Our local children’s hospital has a family advisory council that meets monthly and I’ve been a member of this council for a little over a year. It’s comprised of hospital staff such as nurses, child life specialists, social workers, and various management. The rest of the members of the council represent families that have children who are what we call “frequent flyers” at our hospital. The majority of us are dealing with several different clinics and therapies throughout the hospital. Our experiences really run the gamut of what the hospital has to offer and though we’ve all had difficulties that we’ve shared; we are not there necessarily to vent about past experiences, but instead to help improve the quality of care for all children.
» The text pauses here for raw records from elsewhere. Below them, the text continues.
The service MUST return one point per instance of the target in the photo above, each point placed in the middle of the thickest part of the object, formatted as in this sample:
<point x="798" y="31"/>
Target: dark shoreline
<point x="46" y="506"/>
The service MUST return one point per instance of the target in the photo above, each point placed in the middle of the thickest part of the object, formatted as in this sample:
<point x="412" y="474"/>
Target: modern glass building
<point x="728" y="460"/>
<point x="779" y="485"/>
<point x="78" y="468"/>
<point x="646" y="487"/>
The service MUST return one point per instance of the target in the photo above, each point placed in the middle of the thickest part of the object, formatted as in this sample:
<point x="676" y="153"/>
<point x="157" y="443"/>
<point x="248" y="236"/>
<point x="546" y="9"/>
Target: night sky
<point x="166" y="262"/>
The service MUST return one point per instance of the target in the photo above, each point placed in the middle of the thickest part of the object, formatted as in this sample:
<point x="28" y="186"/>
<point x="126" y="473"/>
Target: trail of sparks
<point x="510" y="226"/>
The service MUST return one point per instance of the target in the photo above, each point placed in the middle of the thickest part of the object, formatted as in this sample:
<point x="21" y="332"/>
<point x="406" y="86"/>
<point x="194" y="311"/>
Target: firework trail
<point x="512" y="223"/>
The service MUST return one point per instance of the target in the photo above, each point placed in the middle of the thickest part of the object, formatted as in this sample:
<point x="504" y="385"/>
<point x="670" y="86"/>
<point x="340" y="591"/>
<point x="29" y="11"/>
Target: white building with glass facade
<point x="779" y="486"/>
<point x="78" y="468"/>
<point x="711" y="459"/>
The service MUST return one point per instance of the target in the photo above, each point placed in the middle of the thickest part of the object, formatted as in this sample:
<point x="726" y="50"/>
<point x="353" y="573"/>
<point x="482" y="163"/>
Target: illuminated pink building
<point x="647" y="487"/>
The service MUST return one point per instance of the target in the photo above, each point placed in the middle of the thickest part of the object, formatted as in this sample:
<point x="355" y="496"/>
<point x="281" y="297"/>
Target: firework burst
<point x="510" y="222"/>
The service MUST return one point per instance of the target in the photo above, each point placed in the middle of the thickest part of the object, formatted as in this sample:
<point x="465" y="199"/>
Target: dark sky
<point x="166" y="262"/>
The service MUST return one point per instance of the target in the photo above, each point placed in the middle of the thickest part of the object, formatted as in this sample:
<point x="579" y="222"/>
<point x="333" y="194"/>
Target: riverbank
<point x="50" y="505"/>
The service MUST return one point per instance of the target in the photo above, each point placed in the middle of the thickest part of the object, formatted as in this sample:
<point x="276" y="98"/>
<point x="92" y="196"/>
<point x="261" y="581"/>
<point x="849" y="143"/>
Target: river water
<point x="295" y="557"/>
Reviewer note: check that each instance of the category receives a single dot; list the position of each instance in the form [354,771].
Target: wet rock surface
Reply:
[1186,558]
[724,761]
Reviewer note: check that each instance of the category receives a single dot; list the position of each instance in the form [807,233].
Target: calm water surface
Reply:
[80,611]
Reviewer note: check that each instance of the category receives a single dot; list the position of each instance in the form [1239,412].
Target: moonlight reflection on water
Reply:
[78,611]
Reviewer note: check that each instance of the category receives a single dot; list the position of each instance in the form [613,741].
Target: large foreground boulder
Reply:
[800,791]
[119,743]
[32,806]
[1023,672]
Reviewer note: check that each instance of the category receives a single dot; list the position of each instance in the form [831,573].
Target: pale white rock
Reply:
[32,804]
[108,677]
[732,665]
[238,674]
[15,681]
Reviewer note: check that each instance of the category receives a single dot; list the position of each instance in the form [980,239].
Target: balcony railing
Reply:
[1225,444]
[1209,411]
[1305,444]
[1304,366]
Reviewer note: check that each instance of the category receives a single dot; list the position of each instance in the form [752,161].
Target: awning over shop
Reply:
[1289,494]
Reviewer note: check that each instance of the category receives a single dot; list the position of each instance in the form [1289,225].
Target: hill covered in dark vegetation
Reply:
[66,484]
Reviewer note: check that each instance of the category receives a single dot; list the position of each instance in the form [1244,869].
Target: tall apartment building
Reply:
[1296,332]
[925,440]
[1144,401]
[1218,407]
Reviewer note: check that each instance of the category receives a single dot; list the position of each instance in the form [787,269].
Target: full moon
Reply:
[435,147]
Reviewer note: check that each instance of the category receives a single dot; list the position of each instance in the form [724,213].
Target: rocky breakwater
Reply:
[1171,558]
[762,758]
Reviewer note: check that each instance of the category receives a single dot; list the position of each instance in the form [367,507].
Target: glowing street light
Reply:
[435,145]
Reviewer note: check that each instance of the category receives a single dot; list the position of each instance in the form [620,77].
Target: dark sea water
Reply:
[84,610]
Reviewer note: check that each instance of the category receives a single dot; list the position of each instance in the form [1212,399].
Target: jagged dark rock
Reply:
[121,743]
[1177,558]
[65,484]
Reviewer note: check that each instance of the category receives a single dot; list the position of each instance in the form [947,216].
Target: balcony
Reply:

Last week our group was visited by nursing staff from the emergency department who were very interested in our input on their improvement project. They asked us a variety of questions that sparked over an hour of really interesting conversation and shared experiences. As I looked around the room and listened to the other parents in our group, it struck me that what we are going through with our children in that hospital setting matters not only to us, but to the caregivers and management team as well. In the year that I’ve been a part of this council, I’ve seen a question that I asked a customer service manager turn into a multi-disciplined committee set out to do mandatory training for all customer service reps hospital wide. I’ve been witness to the seriousness with which our questions and observations are taken. I can’t help but be completely amazed by it! This just hasn’t been the standard in any other business model that I’ve ever encountered.
Sometimes I think about the parents I’ve met in this group as well as my own situation parenting a child with special needs, and I wonder just how we’re all so willing and able to volunteer our time for months on end to this council. I wonder what motivates us to take that much needed time and go sit in a 2-hour meeting once a month and volunteer to be on improvement teams. I can’t speak for anyone else, but for me at least one of the most powerful things to come out of this past year has been the recognition that I’m being heard. People are asking the right questions, they are listening, and they want to provide the most family centered care in their setting as possible. And because of this, I’ve been able to take some particularly painful and awkward moments in that hospital and turn them around for myself, my child, and for other kids who will follow in our footsteps.